When $11 out of every $100 you raise comes from the health industry, and so much more comes from outside the district, sometimes your constituents get forgotten.

A Research 2000 poll for Daily Kos found that his constituents favored a public option by a 61-28 margin, including 80-11 among Democrats and 64-26 among independents. Even 20 percent of Republicans support it, more bipartisanship than you’ll ever see in D.C. Yet Cooper still refuses to back legislation that includes a robust public option. He has publicly opposed H.R. 3200, the House vehicle for healthcare reform, preferring to support doomed legislation that specifically omits the public option. If he truly supports a public option, he has a funny way of showing it.

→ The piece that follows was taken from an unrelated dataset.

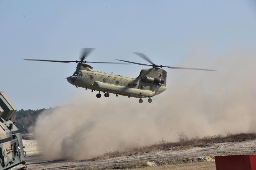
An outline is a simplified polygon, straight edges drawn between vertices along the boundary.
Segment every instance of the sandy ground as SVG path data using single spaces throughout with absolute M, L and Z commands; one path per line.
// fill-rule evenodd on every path
M 93 159 L 77 161 L 49 160 L 43 158 L 41 155 L 35 141 L 23 140 L 23 144 L 25 146 L 24 150 L 27 153 L 25 160 L 27 162 L 28 168 L 29 169 L 38 170 L 72 169 L 88 166 L 99 168 L 112 164 L 130 163 L 139 161 L 149 161 L 154 164 L 154 161 L 159 160 L 175 159 L 180 158 L 197 158 L 200 157 L 209 158 L 208 157 L 217 155 L 256 153 L 256 140 L 253 140 L 239 142 L 218 143 L 206 147 L 193 147 L 186 149 L 170 150 L 151 152 L 140 154 L 98 160 L 94 160 Z M 211 159 L 209 159 L 209 160 L 211 160 Z M 190 164 L 193 167 L 193 166 L 195 166 L 196 164 L 195 164 L 189 163 L 186 164 Z M 215 164 L 211 163 L 210 164 L 212 165 L 210 168 L 204 169 L 214 169 Z M 198 164 L 204 165 L 203 163 Z M 151 169 L 159 169 L 159 166 L 155 166 L 154 168 L 151 168 Z M 172 169 L 180 169 L 179 167 L 175 169 L 172 167 Z M 199 168 L 197 167 L 197 168 L 198 169 Z M 190 167 L 188 169 L 194 169 Z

So how are grassroots forces in Cooper’s district supposed to fight back? Incumbents already harbor extraordinary electoral advantages. The past two years, despite massive Democratic pickups, incumbent reelection rates in the U.S. House were 94 percent. It was 90 percent during the GOP’s massive gains in 1994. The numbers were 98 percent in 1998, 2000 and 2004. With their high name recognition, franking abilities and ample media opportunities, incumbents generally start far ahead of any potential challengers, even before money comes into the picture. And when threatened, the party establishment and K Street will rescue any beleaguered incumbent, banking on that 90-plus-percent reelection rate. Meanwhile, the political media get the vapors at the mere thought that an incumbent shouldn’t have lifetime tenure to his or her seat.

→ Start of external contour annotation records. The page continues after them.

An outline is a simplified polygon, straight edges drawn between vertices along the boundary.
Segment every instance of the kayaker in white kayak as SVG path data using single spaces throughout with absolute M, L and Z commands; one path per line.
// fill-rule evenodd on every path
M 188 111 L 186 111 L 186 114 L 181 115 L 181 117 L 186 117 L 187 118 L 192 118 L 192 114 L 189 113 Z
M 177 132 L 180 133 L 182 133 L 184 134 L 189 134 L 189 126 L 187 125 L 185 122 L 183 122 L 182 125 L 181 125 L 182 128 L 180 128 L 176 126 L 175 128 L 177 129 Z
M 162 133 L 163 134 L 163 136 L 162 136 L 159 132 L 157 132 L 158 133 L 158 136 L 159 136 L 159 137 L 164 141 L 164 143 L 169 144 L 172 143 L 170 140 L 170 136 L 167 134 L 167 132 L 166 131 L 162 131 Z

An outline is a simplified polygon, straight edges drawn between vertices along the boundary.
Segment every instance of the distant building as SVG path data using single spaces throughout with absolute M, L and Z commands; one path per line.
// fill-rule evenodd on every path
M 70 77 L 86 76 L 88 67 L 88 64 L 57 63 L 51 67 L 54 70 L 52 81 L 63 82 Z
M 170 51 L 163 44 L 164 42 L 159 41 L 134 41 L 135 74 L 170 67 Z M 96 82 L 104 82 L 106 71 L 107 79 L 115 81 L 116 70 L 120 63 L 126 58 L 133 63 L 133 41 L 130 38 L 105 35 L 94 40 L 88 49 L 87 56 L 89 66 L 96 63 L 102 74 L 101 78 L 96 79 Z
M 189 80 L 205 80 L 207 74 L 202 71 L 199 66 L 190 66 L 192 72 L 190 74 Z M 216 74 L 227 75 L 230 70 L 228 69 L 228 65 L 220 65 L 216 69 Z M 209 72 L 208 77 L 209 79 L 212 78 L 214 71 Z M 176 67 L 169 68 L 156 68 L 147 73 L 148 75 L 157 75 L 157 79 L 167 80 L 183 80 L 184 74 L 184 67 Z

Hence that columnist at the Nashville Post, outraged that anyone would seriously challenge the local political big-shot, while our poll of the district found that among voters, only 36 percent would definitely vote to reelect Cooper, compared to 41 percent who would consider someone else and 23 percent who would definitely vote to replace him. In a state with open primaries, those aren’t great numbers, and it speaks to an electorate looking for options. That’s not a bad thing. In fact, that’s democracy.

Assuming a top-tier challenger rises to take on Cooper, national corporatist money would flood to the incumbent. And national grassroots dollars flowing to help a local grassroots candidate would be no less unseemly, helping provide some measure of accountability in a district that hasn’t had a real choice for far too long.